How human beings cope with extraordinary experience generally says more about their coping mechanisms than it does about the experience. Listening to art historical accounts of encounters with this portal is not unlike listening to reports of sightings of the Sasquatch. Studies of these sightings are interesting for the conflict that is always present between the believers and the scientists. The scientists, lacking the required proof of the existence of the Sasquatch within their own system - a carcass - and lacking a name to put to it - the thing is apparently neither human nor ape - declare the Sasquatch a mirage. At the same time the sighters, possessing adequate proof within their own system - shared experience in the form of previous accounts or stories - and possessing a name, continue, nevertheless, to sight it. Seekers for the spirit of the Middle Ages are, in many ways, like Sasquatch observers. They exhibit the same intense belief, unwavering loyalty, and compulsive behavior and they, too, lack proof. They are continually finding footprints and bits of fur and they return with the same blurry photographs. From these they happily draw elaborate and convincing conclusions while the Sasquatch itself withdraws into the shadowy forest.

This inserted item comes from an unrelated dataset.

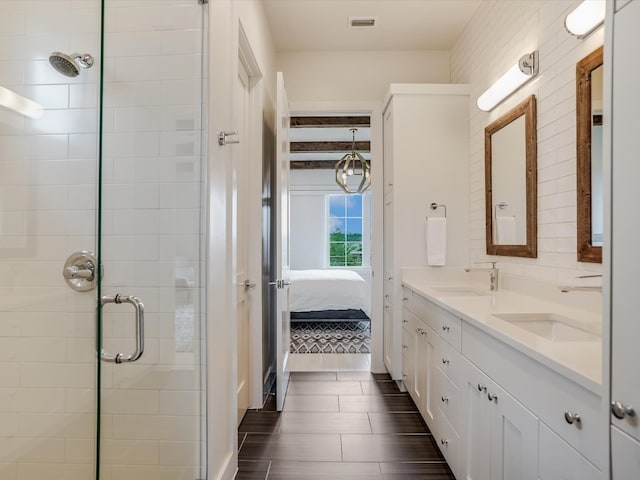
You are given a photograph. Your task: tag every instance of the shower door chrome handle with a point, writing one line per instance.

This study of Moissac is, in some ways, no different. The stone is just as ruined, the context just as altered, the systems of beliefs just as disrupted as they are for any student of the place. What this study does, however, is to open up questions and possibilities by suggesting relationships and associations that cannot be proven and yet nevertheless have a life of their own. It suggests that the original force of the sculpture still remains and can be discovered. The monument escapes attempts at categorization and it is those escapes that are of methodological interest. Yet the art historian has to put aside previous assumptions in order to acknowledge, even in order to see, the possibilities inherent in this monument. This study builds upon and does not contradict previous studies; only by establishing a structure and categories can the escapes from the categories even appear. By opening a scholarly study on the web, it will experiment with ways of establishing a connection between the 20th century and the 12th.